Une réaction hautement vraisemblable est : la chimie nous dit que notre sel
commun est fait principalement de chlorure de sodium ; la géologie
historique nous apprend que le sel est en circulation depuis très longtemps ;
la paléontologie nous enseigne qu’il y a 2, 5 millions d’années il n’existait
ni être humain, ni humanoïde. Donc le sel était déjà en circulation bien avant
que des esprits ne fussent, et pour autant que nous le sachions, c’était déjà
du NaCl. Par conséquent son être NaCl ne fait pas partie de ce « domaine
purement mental des données du sens » dont parlait Devitt, et encore moins
peut-il dépendre de l’existence d’esprits humains ou quasi humains. Or s’il n’en
dépendait pas il y a 3 millions d’années, pourquoi en dépendrait-il aujourd’hui ?
La réaction
du sens commun pourrait prendre la forme d’une argumentation de ce genre :
1/ Si la science naturelle d’aujourd’hui
est globalement vraie, alors (i) le sel commun existait sur le terre il y a 3
millions d’années, (ii) il y a 3 millions d’années il n’y avait ni êtres
humains, ni humanoïdes sur la terre, (iii) le sel (aujourd’hui) est du chlorure
de sodium, (iv) le sel n’est pas changé par rapport à ce qu’il était il y a 3
millions d’années.
2/ Si l’être NaCl du sel dépend
de l’existence des esprits, alors si de tels esprits n’ existent pas le sel n’est pas NaCl.
3/ Nous avons de bonnes raisons
de croire que la science naturelle d’aujourd’hui est globalement vraie.

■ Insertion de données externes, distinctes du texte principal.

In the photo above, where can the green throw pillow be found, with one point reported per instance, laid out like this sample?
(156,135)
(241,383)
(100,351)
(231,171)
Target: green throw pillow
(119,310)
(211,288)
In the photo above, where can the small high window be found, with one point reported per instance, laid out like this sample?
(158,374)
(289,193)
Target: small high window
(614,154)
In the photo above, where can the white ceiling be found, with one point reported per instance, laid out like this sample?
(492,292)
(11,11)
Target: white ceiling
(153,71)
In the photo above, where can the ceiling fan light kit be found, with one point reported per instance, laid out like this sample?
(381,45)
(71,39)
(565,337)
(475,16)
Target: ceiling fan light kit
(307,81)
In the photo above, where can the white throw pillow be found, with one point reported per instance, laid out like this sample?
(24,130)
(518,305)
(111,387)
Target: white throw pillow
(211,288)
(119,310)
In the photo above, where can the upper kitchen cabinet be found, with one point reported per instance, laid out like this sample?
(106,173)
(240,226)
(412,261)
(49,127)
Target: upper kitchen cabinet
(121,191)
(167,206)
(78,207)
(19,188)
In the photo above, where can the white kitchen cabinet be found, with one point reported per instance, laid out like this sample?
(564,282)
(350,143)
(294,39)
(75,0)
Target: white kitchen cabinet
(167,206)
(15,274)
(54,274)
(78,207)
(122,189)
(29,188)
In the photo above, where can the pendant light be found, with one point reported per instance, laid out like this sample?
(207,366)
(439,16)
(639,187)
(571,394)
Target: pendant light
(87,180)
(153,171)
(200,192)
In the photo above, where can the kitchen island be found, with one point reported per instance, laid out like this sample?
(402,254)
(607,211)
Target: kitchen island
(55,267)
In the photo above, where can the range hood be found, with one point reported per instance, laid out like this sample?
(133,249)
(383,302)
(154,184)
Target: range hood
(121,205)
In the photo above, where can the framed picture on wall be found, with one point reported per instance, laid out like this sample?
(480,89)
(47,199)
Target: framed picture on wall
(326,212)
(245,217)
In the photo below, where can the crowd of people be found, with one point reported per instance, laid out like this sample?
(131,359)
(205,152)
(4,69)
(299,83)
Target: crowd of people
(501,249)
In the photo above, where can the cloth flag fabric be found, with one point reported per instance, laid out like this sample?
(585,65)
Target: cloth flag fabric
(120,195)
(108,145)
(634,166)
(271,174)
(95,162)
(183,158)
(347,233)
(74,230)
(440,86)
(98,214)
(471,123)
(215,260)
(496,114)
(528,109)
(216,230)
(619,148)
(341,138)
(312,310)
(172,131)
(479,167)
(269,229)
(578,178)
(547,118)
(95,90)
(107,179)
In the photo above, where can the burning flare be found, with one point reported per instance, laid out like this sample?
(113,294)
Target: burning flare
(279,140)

4/ Par conséquent, nous avons
aussi de bonnes raisons de croire qu’il n’y avait pas d’hommes il y a 3
millions d’années (en vertu de 1/ (ii) et 3).
5/ D’autre part, que le sel ait
été NaCl il y a 3 millions d’années n’apparaît pas contestable (en vertu de 1
(i) (iii) et (iv) et en vertu de 3).
6/ Donc nous avons de bonnes
raisons de croire que le sel était NaCl il y a 3 millions d’années, même si
alors sur terre n’existaient ni hommes, ni humanoïdes (en vertu de 4 et 5).
7/ Donc nous avons de bonnes
raisons de croire que l’être NaCl du sel ne dépend pas de l’existence d’esprits
humains ou d’humanoïdes (en vertu de 2 et 6).
Si l’argumentation est valide (comme cela semble) et si les prémisses 1/, 2/ et 3/ sont
vraies, il est raisonnable de penser qu’est réfutée la thèse de la dépendance
des faits à l’égard de l’esprit, au moins pour ce qui regarde le sel (nous
verrons plus tard comment on pourrait élargir l’application de l’argument).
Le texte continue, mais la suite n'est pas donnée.